The ligand prep script will check for hydrogens and add them if they are missing. AutoDock Vina needs the polar (potentially H-bonding) hydrogens to identify atom types for scoring purposes.

Advanced options - docking parameters

Executable location: OK initiates the calculation and dismisses the dialog, whereas Apply initiates the calculation without dismissing the dialog. The calculation is run as a background job. Clicking the information icon in the Chimera status line will bring up the Task Panel, in which the job can be canceled if desired. Close dismisses the dialog, and Help opens this manual page in a browser window.

The docking results will be opened as a new model (with multiple submodels) and shown automatically using ViewDock. Please see the AutoDock Vina manual for a description of the output values.


Docked peptides and other multiresidue ligands appear fragmented. AutoDock Vina changes the order of the atomic coordinates based on the branching of rotatable groups, and this scrambles multiresidue ligands such as peptides. The misordering of the atoms leads to an incorrect bonding pattern in Chimera. For all-atom representations (stick or ball-and-stick but not ribbons), there is a workaround: deleting all the bonds and adding them back based on distances. For example, if the docking results are opened as model #5, commands:

~ribbon #5
disp #5
~bond #5
sel #5
...and then adding all reasonable bonds among selected atoms using the Adjust Bonds section of Build Structure. Another workaround is to make the ligand a single residue before docking, but that would not allow display as a ribbon either.

Rings in ligand broken by misidentification of rotatable bonds.
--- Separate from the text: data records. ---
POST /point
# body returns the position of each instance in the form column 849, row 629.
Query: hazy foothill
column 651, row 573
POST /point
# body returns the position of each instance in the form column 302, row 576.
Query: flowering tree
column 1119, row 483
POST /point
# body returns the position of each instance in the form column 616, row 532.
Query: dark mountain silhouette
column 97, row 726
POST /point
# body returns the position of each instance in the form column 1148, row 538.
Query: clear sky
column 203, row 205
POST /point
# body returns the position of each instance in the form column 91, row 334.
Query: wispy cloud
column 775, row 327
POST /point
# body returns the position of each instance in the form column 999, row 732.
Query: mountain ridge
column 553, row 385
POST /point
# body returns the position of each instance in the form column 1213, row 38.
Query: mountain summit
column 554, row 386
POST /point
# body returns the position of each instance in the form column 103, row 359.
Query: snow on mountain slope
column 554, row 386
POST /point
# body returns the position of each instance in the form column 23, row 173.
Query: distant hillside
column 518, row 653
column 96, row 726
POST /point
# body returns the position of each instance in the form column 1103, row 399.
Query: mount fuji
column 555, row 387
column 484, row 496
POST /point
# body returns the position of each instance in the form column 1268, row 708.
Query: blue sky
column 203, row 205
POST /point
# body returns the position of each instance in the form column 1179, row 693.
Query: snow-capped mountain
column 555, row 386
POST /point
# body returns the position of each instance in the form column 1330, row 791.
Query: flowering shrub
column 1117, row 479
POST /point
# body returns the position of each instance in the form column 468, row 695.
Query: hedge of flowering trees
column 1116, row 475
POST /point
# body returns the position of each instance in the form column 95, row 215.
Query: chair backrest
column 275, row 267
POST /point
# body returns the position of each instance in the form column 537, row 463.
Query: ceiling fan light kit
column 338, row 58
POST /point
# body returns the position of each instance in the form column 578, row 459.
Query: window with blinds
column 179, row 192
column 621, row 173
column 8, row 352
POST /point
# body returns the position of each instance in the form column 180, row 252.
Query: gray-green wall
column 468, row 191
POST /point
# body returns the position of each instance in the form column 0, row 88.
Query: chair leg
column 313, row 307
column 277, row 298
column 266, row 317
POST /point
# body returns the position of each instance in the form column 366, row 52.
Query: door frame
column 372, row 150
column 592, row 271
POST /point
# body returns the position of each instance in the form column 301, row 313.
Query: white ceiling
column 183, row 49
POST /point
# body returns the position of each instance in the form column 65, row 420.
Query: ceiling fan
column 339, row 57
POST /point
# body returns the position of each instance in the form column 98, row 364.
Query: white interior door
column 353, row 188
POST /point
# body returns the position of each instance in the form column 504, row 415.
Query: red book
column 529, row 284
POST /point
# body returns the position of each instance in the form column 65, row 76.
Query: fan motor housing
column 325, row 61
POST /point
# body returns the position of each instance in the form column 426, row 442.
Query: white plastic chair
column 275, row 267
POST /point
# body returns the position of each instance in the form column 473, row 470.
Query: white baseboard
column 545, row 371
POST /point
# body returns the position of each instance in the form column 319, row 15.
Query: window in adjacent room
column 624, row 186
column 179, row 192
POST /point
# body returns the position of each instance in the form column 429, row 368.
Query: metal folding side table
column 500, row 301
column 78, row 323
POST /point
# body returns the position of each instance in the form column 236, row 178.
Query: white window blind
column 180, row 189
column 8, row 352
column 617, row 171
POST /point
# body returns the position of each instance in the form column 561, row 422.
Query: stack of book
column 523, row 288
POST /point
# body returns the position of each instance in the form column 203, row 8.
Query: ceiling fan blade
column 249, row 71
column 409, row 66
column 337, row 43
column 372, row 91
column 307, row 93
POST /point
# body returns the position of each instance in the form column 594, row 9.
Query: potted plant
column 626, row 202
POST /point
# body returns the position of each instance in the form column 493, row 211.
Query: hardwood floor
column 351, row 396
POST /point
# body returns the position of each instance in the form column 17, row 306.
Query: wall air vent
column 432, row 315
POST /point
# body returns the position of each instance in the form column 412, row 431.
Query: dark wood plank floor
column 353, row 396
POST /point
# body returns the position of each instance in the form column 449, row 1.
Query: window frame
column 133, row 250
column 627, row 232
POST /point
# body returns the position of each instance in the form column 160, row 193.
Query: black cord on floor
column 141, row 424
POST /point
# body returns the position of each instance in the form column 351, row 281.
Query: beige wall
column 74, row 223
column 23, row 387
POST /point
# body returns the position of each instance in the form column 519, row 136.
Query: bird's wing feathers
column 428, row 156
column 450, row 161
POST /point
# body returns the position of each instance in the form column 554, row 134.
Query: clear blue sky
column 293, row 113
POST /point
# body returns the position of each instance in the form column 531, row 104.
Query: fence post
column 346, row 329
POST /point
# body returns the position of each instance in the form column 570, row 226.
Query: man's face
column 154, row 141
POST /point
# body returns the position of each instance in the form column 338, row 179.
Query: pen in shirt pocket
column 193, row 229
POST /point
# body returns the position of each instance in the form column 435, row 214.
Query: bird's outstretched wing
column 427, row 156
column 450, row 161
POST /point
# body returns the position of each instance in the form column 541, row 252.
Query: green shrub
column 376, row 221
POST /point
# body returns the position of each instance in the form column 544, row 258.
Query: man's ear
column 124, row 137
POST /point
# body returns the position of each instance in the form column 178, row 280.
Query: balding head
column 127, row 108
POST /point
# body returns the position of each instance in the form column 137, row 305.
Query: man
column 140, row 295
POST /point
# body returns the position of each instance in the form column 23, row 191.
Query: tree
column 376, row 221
The ligand preparation script may identify bonds in rings as rotatable, resulting in impossible (“broken”) ring conformations. Because the workflow of the Chimera interface does not allow intervention between ligand preparation and docking, and there is no option to keep the ligand rigid, there is no workaround other than to prepare input files and run AutoDock Vina directly (not using Chimera). This ring-opening problem has been observed with prolines and may occur with other rings as well.